A proposed $30 million spending increase for Buffalo Public Schools includes $6.5 million for 130 new teachers, $1.4 million for classroom computer equipment and textbooks and $1.8 million in transportation enhancements for pupils, an executive assistant to Superintendent James Harris said today.

That spending outline by James M. Kane contradicts statements from four Buffalo Public Schools officials Friday that the proposed 6.8 percent spending increase would simply carry forward existing programs and result in no new classroom initiatives.

Andy Maddigan, the district spokesman who arranged Friday's briefing, said that the participants -- including him -- were not fully aware of the financial details of the budget and that financial officials more familiar with the plan were not available.

"It was a matter of circumstance," he said.

Kane said today that the spending proposal for 130 new teachers includes 68 special-education teachers. Some of them were hired this school year, while others will begin in September, he said.

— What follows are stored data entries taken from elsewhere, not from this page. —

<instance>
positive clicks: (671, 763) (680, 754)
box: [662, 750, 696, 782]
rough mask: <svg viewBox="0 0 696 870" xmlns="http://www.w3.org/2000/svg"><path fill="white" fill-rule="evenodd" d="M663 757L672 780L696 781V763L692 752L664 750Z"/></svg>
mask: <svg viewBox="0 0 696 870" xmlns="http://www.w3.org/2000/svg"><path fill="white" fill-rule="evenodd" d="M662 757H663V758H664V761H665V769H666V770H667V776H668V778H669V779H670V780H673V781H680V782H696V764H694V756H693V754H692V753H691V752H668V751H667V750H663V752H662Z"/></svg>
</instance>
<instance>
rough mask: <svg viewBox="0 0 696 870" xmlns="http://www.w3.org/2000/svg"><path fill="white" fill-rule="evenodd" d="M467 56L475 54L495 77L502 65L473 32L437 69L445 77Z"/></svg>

Another main budget component is a $10.3 million increase in fringe benefits, including health insurance rates, and $5 million in termination pay for retiring teachers.

The district hopes to whittle down the health insurance increases by realizing savings in ongoing negotiations with three unions representing school employees, Kane said.

Other increases include $4.3 million in debt service; $2 million for incremental teacher pay raises; $1 million in raises for administrators; and $900,000 in utility costs.

Kane said classroom instruction will directly benefit from the new teachers, the computer equipment and textbooks and the transportation and the debt service payments, which will pay for improved facilities.

At a meeting with a reporter Friday, school officials repeatedly said the proposed budget increase would simply maintain existing programs and result in no new classroom programs.

The proposed budget drew criticism from Mayor Masiello and two state legislators.